Angefangen hat es nach dem Riesenerfolg der Kurzvideoschleuder TikTok. Da wollte Google unbedingt so etwas ähnliches machen, und seitdem gibt es »YouTube Shorts«. Im Hochkantformat, für das ganz hohe Hochkantkino der Generation Wischofon auf dem Hirngrill der Inhaltevermarkter im Internet. Und weil sich anfangs offenbar niemand für dieses schnell nachgebaute TikTok interessiert hat – das vor allem aus Gnobbelmatsch und menschlicher Dummheit mit aufdringlichem Clickbait-Geschmack besteht – wurden alle YouTube-Nutzer in allen möglichen und unmöglichen Ansichten auf diese »Shorts« hingewiesen.

Natürlich auch in den Abos.

Natürlich haben sich darin die weniger erfreulichen Anteile aus den Abos angesammelt, also jener »Content« von Menschen, die beim Denken an Wörter wie »Monetarisierung« sofort und entschlossen auf die Auswurftaste für ihr Gehirn drücken. Geld, verstehst du: GELD! 🧠️⏏️

Natürlich kommt dabei nur selten etwas heraus, was ein denkender und fühlender Mensch seinem Dasein hinzufügen möchte. Geld ist ein Gift für die Psyche und für jedes Miteinander.
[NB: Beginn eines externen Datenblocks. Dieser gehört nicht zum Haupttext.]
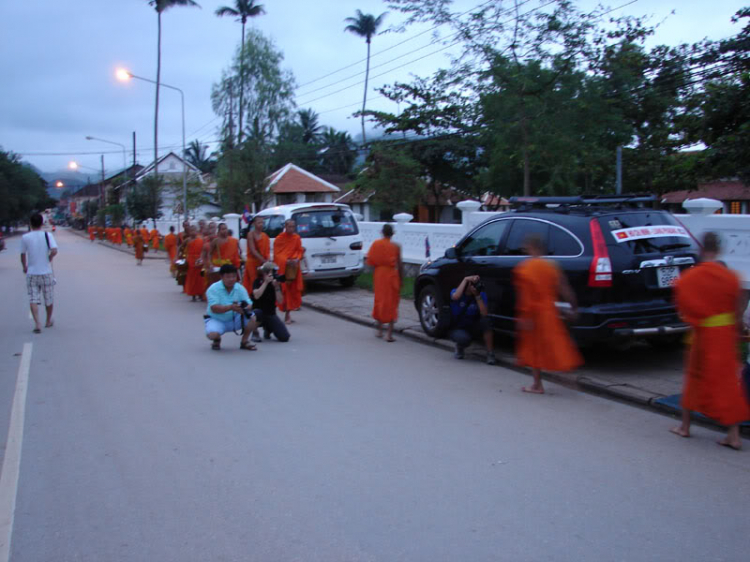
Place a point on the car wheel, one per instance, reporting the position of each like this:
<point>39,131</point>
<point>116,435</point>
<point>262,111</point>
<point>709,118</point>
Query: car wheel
<point>431,314</point>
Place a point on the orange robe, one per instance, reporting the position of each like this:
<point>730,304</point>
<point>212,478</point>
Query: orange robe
<point>252,264</point>
<point>138,243</point>
<point>383,257</point>
<point>195,283</point>
<point>288,247</point>
<point>170,245</point>
<point>707,298</point>
<point>547,345</point>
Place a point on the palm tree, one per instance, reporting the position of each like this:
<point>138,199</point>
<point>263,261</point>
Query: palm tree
<point>365,25</point>
<point>242,10</point>
<point>160,6</point>
<point>308,119</point>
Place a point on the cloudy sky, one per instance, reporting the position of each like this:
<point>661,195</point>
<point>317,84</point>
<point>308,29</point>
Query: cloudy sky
<point>59,59</point>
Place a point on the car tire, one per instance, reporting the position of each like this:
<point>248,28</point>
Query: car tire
<point>431,314</point>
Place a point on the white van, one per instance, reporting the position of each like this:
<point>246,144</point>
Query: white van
<point>330,236</point>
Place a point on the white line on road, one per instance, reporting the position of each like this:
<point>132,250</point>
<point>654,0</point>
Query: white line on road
<point>12,459</point>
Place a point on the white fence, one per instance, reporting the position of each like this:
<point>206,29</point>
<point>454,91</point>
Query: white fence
<point>734,231</point>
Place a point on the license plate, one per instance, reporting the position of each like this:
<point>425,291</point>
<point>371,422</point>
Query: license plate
<point>667,276</point>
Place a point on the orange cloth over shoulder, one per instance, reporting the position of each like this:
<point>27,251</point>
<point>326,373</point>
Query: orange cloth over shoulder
<point>548,345</point>
<point>707,297</point>
<point>170,245</point>
<point>263,245</point>
<point>383,257</point>
<point>195,284</point>
<point>287,247</point>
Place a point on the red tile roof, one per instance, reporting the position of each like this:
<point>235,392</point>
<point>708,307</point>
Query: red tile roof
<point>293,179</point>
<point>723,190</point>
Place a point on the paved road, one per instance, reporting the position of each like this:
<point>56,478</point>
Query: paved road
<point>141,444</point>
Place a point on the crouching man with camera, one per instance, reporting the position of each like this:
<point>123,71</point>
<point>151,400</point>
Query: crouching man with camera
<point>229,310</point>
<point>469,317</point>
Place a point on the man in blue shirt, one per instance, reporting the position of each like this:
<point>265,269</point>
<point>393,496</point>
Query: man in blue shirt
<point>469,317</point>
<point>229,309</point>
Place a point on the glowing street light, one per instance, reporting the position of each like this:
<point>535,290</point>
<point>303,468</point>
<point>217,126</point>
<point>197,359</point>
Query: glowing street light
<point>125,75</point>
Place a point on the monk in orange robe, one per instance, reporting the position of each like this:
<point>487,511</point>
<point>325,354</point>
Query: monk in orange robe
<point>385,258</point>
<point>170,245</point>
<point>195,283</point>
<point>225,248</point>
<point>154,235</point>
<point>138,243</point>
<point>287,253</point>
<point>542,340</point>
<point>709,298</point>
<point>258,252</point>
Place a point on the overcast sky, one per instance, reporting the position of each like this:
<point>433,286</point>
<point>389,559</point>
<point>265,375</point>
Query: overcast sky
<point>59,59</point>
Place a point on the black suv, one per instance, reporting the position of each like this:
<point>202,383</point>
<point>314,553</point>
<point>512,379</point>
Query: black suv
<point>621,258</point>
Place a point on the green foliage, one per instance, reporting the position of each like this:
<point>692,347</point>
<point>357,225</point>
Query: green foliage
<point>145,200</point>
<point>22,190</point>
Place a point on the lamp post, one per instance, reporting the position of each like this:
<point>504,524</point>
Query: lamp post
<point>124,156</point>
<point>125,75</point>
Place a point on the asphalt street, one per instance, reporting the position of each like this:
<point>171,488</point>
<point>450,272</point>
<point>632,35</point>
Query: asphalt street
<point>141,444</point>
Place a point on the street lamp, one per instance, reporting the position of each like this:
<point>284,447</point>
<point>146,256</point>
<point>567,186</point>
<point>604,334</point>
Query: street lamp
<point>125,75</point>
<point>124,155</point>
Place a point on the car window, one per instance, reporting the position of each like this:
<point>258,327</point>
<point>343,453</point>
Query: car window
<point>562,243</point>
<point>485,241</point>
<point>325,223</point>
<point>273,225</point>
<point>522,229</point>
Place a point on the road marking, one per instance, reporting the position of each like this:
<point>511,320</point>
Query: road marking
<point>12,459</point>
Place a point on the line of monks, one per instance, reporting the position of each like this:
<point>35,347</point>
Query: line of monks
<point>200,250</point>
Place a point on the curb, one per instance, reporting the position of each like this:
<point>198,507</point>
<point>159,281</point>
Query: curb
<point>581,383</point>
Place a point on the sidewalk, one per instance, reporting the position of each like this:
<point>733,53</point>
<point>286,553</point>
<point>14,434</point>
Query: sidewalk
<point>150,255</point>
<point>638,375</point>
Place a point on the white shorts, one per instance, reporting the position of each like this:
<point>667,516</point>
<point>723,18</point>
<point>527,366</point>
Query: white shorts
<point>38,285</point>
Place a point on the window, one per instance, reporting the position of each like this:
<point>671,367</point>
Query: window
<point>522,229</point>
<point>273,225</point>
<point>562,244</point>
<point>485,241</point>
<point>322,224</point>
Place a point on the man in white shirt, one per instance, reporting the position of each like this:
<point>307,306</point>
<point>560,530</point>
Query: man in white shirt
<point>38,249</point>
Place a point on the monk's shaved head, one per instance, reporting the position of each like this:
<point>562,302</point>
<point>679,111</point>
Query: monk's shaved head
<point>711,243</point>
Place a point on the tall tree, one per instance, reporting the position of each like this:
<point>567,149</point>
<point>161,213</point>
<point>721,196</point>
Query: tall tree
<point>365,25</point>
<point>243,9</point>
<point>160,6</point>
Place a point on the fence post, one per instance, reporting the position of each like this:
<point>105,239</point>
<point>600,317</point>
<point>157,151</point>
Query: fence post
<point>467,207</point>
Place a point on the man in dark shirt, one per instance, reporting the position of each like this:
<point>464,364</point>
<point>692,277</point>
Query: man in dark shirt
<point>469,318</point>
<point>266,294</point>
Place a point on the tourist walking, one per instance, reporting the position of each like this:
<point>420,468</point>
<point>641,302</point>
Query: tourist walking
<point>38,249</point>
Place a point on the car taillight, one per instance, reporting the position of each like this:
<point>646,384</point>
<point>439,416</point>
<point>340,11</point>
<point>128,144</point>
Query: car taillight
<point>600,272</point>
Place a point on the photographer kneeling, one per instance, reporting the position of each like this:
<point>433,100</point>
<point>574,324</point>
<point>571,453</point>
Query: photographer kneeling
<point>266,295</point>
<point>469,317</point>
<point>229,309</point>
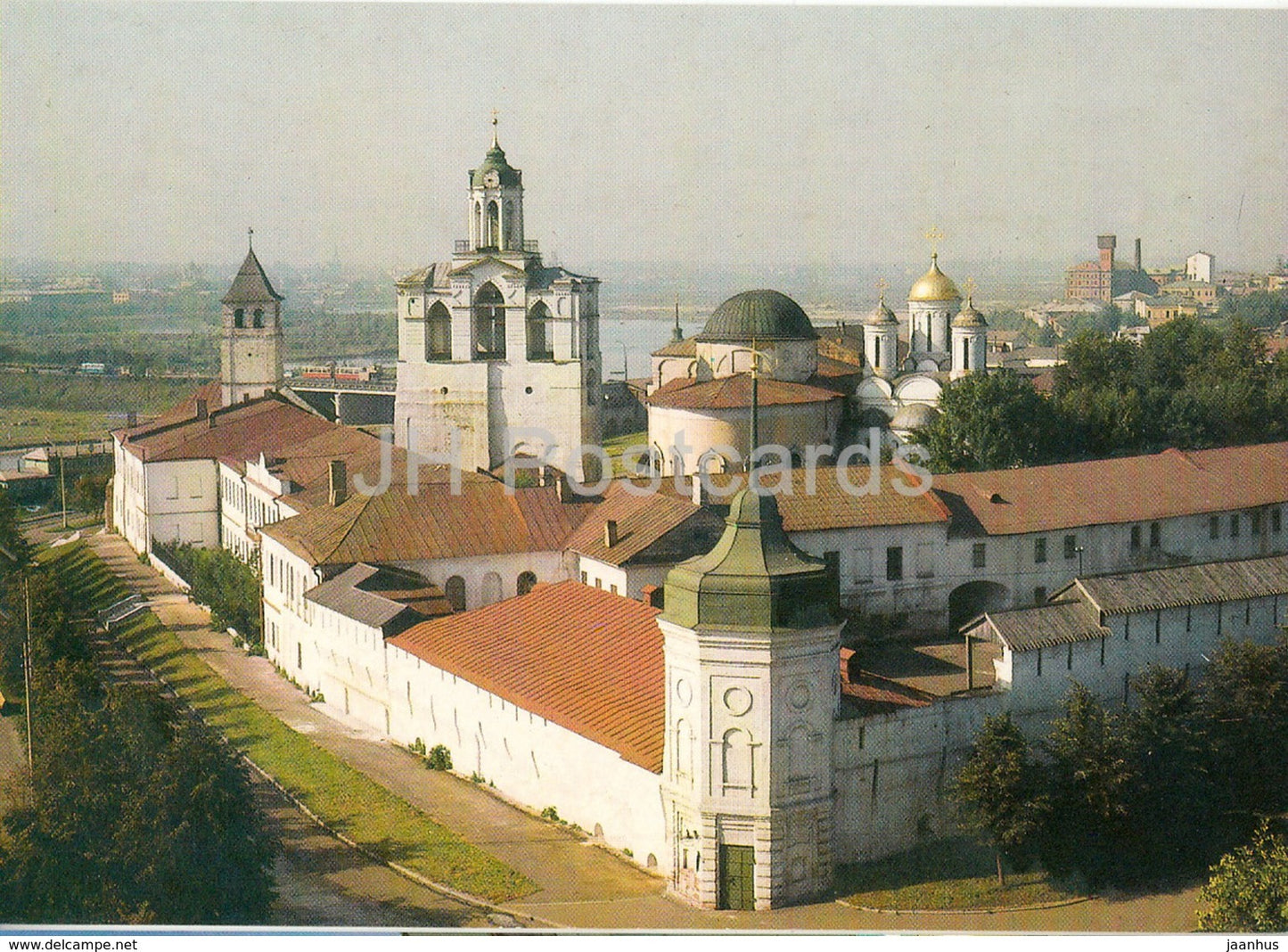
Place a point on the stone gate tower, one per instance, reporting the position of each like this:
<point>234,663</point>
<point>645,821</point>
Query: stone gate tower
<point>497,352</point>
<point>752,677</point>
<point>250,347</point>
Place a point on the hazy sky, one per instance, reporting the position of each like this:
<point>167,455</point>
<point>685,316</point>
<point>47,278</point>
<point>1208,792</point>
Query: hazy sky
<point>775,135</point>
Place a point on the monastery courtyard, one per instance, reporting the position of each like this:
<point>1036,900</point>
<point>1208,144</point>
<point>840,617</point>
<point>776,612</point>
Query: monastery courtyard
<point>579,885</point>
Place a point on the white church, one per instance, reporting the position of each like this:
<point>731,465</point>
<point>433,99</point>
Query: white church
<point>677,676</point>
<point>492,341</point>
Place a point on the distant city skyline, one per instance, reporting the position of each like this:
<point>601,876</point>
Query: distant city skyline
<point>767,136</point>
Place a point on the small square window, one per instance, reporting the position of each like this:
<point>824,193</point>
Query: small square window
<point>894,563</point>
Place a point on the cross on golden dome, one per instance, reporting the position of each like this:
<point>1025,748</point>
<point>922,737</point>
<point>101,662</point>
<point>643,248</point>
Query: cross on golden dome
<point>934,236</point>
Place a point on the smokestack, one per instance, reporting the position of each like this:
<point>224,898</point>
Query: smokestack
<point>339,488</point>
<point>1106,243</point>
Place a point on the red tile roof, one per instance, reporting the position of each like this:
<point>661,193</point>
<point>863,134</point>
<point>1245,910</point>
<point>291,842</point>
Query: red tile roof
<point>734,392</point>
<point>661,524</point>
<point>1097,492</point>
<point>871,693</point>
<point>581,657</point>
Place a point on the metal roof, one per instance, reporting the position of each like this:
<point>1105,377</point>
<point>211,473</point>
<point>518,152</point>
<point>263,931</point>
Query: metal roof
<point>1186,585</point>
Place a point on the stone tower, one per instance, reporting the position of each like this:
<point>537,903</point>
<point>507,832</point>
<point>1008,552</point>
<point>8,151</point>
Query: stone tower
<point>251,343</point>
<point>882,341</point>
<point>497,353</point>
<point>970,341</point>
<point>932,303</point>
<point>752,676</point>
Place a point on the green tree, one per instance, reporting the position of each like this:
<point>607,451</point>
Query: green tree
<point>1091,777</point>
<point>990,422</point>
<point>1000,790</point>
<point>1246,697</point>
<point>1248,890</point>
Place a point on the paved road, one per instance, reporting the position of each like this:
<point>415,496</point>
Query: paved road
<point>579,884</point>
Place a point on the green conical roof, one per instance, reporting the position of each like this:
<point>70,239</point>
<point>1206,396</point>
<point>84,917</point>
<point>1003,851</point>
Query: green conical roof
<point>754,579</point>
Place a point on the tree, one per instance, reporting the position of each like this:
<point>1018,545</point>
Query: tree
<point>1169,746</point>
<point>1000,790</point>
<point>990,422</point>
<point>1248,890</point>
<point>1091,778</point>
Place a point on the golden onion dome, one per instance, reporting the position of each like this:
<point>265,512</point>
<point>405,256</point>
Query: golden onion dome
<point>934,285</point>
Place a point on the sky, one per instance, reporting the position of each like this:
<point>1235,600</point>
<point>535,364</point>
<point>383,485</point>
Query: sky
<point>767,135</point>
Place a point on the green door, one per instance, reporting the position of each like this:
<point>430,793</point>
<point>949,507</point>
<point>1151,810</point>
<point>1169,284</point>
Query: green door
<point>737,889</point>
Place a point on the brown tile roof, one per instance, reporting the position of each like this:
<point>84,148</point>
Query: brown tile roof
<point>581,657</point>
<point>661,527</point>
<point>1135,488</point>
<point>833,506</point>
<point>299,443</point>
<point>380,596</point>
<point>733,392</point>
<point>1186,585</point>
<point>679,348</point>
<point>483,520</point>
<point>1045,627</point>
<point>187,410</point>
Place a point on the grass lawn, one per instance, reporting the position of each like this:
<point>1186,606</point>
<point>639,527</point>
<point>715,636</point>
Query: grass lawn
<point>617,445</point>
<point>946,875</point>
<point>348,800</point>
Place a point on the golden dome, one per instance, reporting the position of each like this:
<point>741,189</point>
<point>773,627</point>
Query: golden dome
<point>934,285</point>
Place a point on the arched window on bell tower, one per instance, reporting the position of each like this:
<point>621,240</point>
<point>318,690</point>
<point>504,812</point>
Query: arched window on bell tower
<point>488,324</point>
<point>439,332</point>
<point>541,341</point>
<point>494,226</point>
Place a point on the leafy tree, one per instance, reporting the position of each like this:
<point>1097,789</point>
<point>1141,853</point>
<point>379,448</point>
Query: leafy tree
<point>1000,790</point>
<point>1091,778</point>
<point>1248,890</point>
<point>1246,696</point>
<point>1169,745</point>
<point>989,422</point>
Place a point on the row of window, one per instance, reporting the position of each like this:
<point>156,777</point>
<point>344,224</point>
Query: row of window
<point>488,317</point>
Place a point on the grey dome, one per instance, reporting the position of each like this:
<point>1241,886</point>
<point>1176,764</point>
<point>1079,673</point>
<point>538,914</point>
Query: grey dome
<point>759,315</point>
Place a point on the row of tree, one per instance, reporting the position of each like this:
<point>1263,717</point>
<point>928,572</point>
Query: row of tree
<point>1189,384</point>
<point>1143,793</point>
<point>222,581</point>
<point>135,812</point>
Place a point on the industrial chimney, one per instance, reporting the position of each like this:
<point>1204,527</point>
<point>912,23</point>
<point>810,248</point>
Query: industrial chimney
<point>339,488</point>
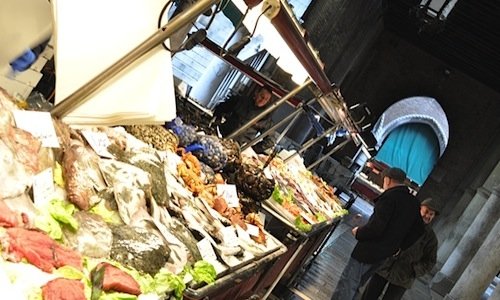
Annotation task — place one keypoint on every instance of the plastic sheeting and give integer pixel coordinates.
(413, 148)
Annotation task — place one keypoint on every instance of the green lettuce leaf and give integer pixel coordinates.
(203, 271)
(166, 282)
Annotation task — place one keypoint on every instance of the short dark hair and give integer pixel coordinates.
(395, 173)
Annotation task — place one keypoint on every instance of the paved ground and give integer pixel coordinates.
(320, 279)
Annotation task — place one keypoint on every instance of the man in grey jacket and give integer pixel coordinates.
(399, 272)
(394, 225)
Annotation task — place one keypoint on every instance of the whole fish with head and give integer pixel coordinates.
(131, 186)
(83, 177)
(147, 159)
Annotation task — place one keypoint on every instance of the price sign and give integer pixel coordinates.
(252, 230)
(228, 192)
(206, 250)
(229, 236)
(99, 142)
(39, 124)
(43, 187)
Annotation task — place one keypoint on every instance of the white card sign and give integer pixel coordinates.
(228, 192)
(39, 124)
(99, 142)
(43, 187)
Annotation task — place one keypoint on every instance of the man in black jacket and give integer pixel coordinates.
(394, 225)
(237, 110)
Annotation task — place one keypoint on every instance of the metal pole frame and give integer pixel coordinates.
(311, 142)
(277, 125)
(81, 95)
(348, 139)
(269, 109)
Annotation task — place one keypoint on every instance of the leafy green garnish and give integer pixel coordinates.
(304, 227)
(167, 282)
(55, 214)
(282, 196)
(320, 217)
(63, 213)
(117, 296)
(277, 195)
(203, 271)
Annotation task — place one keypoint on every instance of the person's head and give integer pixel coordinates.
(428, 210)
(262, 96)
(393, 177)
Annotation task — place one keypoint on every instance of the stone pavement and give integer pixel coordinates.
(320, 279)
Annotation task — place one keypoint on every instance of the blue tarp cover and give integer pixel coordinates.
(413, 148)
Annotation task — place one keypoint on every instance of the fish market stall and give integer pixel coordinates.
(301, 212)
(123, 211)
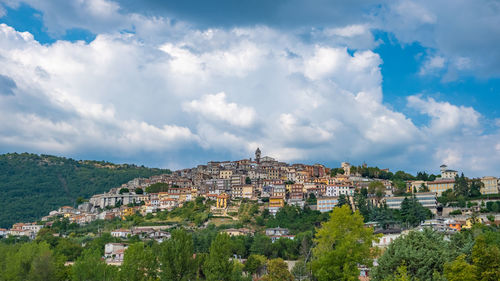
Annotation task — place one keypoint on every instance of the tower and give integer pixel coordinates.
(257, 155)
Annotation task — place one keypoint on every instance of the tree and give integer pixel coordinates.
(475, 186)
(461, 187)
(376, 188)
(277, 270)
(342, 201)
(312, 199)
(423, 188)
(422, 252)
(342, 243)
(255, 263)
(124, 190)
(412, 211)
(300, 271)
(486, 257)
(176, 257)
(90, 266)
(138, 264)
(460, 270)
(217, 265)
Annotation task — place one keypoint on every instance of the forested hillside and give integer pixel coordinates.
(32, 185)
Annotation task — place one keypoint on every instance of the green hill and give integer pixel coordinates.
(32, 185)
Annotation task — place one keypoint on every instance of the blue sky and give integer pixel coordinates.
(398, 84)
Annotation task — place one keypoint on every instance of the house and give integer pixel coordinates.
(427, 199)
(121, 233)
(275, 203)
(447, 174)
(440, 186)
(237, 232)
(222, 201)
(490, 185)
(114, 252)
(386, 238)
(326, 204)
(277, 233)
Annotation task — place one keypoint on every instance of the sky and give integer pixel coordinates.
(405, 85)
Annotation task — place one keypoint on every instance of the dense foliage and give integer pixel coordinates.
(32, 185)
(426, 255)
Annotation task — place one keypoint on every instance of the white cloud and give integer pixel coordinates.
(216, 107)
(141, 94)
(432, 65)
(445, 117)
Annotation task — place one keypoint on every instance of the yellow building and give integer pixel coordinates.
(126, 212)
(440, 186)
(490, 185)
(222, 201)
(225, 174)
(276, 202)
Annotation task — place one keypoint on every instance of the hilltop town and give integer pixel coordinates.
(272, 184)
(262, 200)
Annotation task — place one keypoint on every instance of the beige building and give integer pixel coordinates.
(225, 174)
(447, 174)
(440, 186)
(490, 185)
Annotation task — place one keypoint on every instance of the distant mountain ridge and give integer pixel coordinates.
(32, 185)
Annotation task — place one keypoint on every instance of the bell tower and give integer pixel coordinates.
(257, 155)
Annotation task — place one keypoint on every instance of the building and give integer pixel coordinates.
(490, 185)
(277, 233)
(427, 199)
(447, 174)
(114, 252)
(237, 232)
(247, 191)
(440, 186)
(225, 174)
(275, 203)
(221, 202)
(121, 233)
(326, 204)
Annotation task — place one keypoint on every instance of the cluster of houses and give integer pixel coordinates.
(263, 178)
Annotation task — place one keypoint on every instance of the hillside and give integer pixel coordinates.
(32, 185)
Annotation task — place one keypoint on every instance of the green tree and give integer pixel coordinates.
(300, 270)
(139, 263)
(422, 252)
(277, 270)
(486, 257)
(255, 264)
(461, 188)
(376, 188)
(342, 244)
(218, 266)
(460, 270)
(423, 188)
(412, 211)
(342, 201)
(176, 257)
(90, 266)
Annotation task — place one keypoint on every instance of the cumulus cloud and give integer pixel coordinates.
(432, 65)
(172, 93)
(7, 85)
(445, 117)
(216, 107)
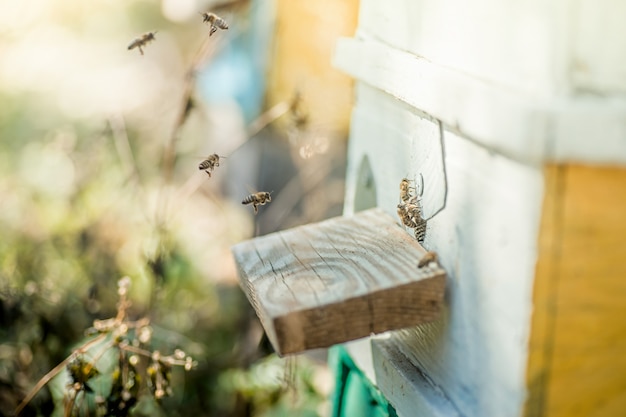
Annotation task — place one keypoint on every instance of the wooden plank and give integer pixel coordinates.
(486, 239)
(338, 280)
(577, 365)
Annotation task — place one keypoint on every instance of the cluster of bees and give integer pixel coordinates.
(213, 20)
(410, 213)
(212, 161)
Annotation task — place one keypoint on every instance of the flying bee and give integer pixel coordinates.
(257, 199)
(142, 41)
(210, 163)
(405, 191)
(427, 259)
(215, 21)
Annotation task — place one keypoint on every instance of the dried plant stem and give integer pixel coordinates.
(205, 51)
(47, 377)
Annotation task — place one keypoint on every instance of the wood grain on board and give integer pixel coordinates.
(577, 365)
(338, 280)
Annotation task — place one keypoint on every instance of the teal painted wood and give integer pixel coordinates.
(354, 394)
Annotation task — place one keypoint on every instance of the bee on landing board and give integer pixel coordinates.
(257, 199)
(215, 21)
(210, 163)
(142, 41)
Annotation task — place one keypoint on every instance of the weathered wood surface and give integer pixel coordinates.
(338, 280)
(577, 365)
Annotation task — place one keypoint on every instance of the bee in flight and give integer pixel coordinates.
(405, 191)
(210, 163)
(215, 21)
(142, 41)
(257, 199)
(427, 259)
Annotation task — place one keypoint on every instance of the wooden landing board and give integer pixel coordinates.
(338, 280)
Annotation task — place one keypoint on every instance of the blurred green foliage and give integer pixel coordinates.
(76, 214)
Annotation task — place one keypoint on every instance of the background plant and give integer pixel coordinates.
(84, 127)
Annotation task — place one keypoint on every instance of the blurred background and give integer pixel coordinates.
(99, 179)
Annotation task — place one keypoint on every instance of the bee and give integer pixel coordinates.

Das scheint ein Dammbruch gewesen zu sein. Denn damit war zum ersten Mal die chronologisch sortierte Auflistung in den Abos durchbrochen. Diese »Shorts« wurden als kleine und zum besseren Zerren an der Aufmerksamkeit hervorgebobene Sonderbereiche recht willkürlich in die Darstellung eingefügt und hatten darin ihre eigene Sortierung. Der einzige, niederträchtige und vorsätzlich manipulative Zweck dieser Bestupsung war es, Aufmerksamkeit für ein neues YouTube-Angebot zu schaffen, das man bis dahin gar nicht vermisst hatte. Ältere und intellektuell erwachsene Menschen, also vermutlich jene, die hier auch mal sporadisch über einen Text stolpern, erinnern sich vielleicht daran, wie Google mit Stupserei, Lügen, Technikverhinderung und schließlich mit Gewalt dazu zwingen wollte, ein Google-Plus-Konto aufzumachen, um auf YouTube kommentieren und die Kommentare in den eigenen Kanälen überhaupt moderieren zu können. So ein Gedrängel ist das. Nur, dass die »Shorts« leider viel erfolgreicher wurden, nachdem auf diese Weise Aufmerksamkeit und Nutzung aufgedrängt wurden. Von Google Plus redet heute zum Glück niemand mehr. Dieses offenbar auf Grundlage von Ideen des Fediverse-Netzwerkes Diaspora nachgebaute Facebook ist inzwischen eingestellt, und YouTube-Kommentare liegen wieder bei YouTube.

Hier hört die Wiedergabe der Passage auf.